For a team in a sport that is known for yelling, the victory left John Shuster, Tyler George, Matt Hamilton and John Landsteiner speechless.

Watch highlights from Team USA’s 10-7 gold medal win over Sweden

John Shuster:

On the morning of February 19, Matt’s (Hamilton) birthday, the day we played Canada, I woke up saw it and said ‘I have a choice. I have a choice to rewrite my story, to write the story of this team. That we put the work in and I wasn’t going to let any thought in my head or any of that stuff get the in way of the story of this team… they deserve to have the skip who helped them get here and I’m glad I showed up.

Matt Hamilton:

It’s unbelievable, this whole last four years. Just being on the cusp at the world championships. Getting bronze one year, coming fourth and fifth the other two years. We knew we were close, and to make the breakthrough here at the Olympics is just amazing.

Tyler George:

It’s too surreal to even think about right now… I think it’s going to hit harder tomorrow but I keep waiting to wake up. I’ve not been emotional because it’s just shock. To go from where we were a few days ago… the emotions, they’re bottled up and they’re building but it’s going to be a little bit before they come out.

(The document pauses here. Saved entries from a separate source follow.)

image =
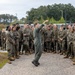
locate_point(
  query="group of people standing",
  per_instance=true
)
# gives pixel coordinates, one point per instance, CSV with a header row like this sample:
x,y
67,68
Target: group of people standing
x,y
39,38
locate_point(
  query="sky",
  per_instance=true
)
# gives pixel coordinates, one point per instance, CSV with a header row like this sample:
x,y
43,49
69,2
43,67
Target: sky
x,y
20,7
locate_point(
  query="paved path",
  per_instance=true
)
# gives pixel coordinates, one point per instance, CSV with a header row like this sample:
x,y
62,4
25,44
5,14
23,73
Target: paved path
x,y
51,64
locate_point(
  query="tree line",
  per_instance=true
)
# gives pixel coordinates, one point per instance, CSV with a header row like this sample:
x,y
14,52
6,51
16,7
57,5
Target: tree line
x,y
7,18
55,13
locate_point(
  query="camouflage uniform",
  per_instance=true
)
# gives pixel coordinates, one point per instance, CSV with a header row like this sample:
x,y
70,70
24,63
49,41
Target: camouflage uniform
x,y
55,39
3,39
16,38
61,39
10,44
49,40
26,35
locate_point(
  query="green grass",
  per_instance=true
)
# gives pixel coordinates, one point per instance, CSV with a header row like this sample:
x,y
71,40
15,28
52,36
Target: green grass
x,y
3,59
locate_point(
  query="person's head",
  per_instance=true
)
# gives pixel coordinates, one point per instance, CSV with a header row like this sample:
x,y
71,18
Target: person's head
x,y
8,28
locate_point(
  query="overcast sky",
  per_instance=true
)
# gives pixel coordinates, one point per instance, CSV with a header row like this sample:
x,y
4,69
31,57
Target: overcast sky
x,y
22,6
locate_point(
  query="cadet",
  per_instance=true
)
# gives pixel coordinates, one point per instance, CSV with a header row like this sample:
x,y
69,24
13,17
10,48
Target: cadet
x,y
37,43
61,39
3,38
48,38
9,44
16,38
55,38
26,35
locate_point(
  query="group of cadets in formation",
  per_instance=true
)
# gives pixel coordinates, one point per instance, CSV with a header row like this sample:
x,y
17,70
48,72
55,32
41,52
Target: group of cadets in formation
x,y
17,40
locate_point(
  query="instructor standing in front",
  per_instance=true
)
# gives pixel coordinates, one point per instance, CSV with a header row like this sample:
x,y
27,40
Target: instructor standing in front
x,y
37,42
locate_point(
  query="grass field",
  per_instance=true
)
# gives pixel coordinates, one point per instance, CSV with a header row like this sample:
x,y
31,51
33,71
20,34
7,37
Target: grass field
x,y
3,59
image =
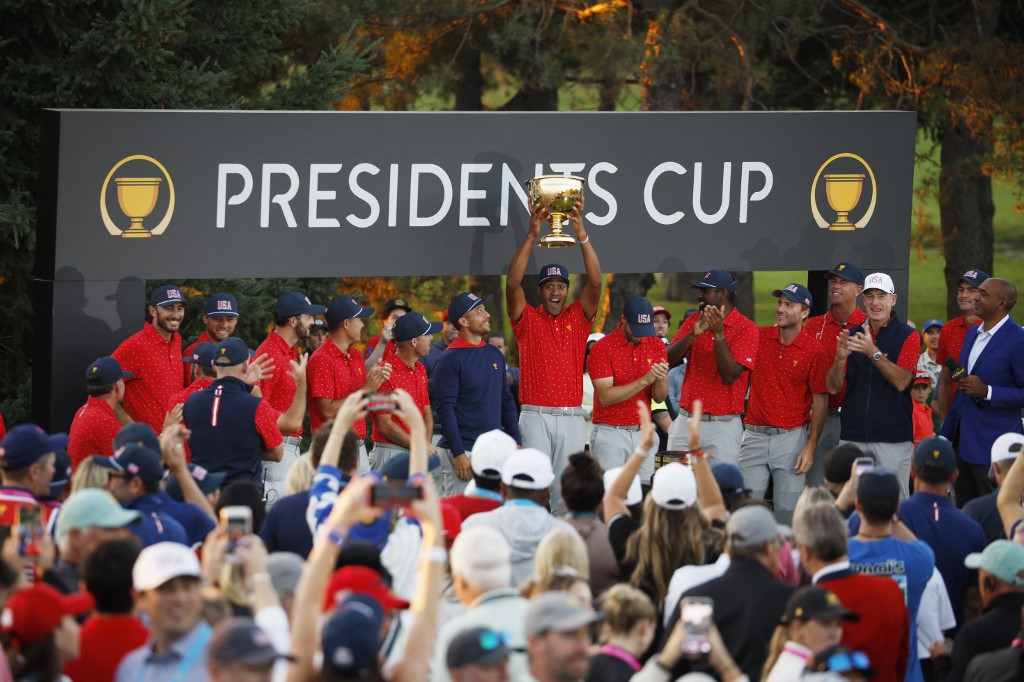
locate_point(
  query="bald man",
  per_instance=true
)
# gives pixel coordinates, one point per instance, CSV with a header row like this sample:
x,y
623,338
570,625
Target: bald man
x,y
991,390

NBCOlympics.com: PyeongChang a much different Olympics for Shuster, Team USA

John Landsteiner:

For me and John [Shuster]… This time around we were able to show them what we’re capable of and we’re really proud of that… And this team, I’m just proud of what we have all done. We’ve put in so much work together the last four years and we’ve been able to peak at the right time obviously. So I can’t imagine it means any more than the world to any of us.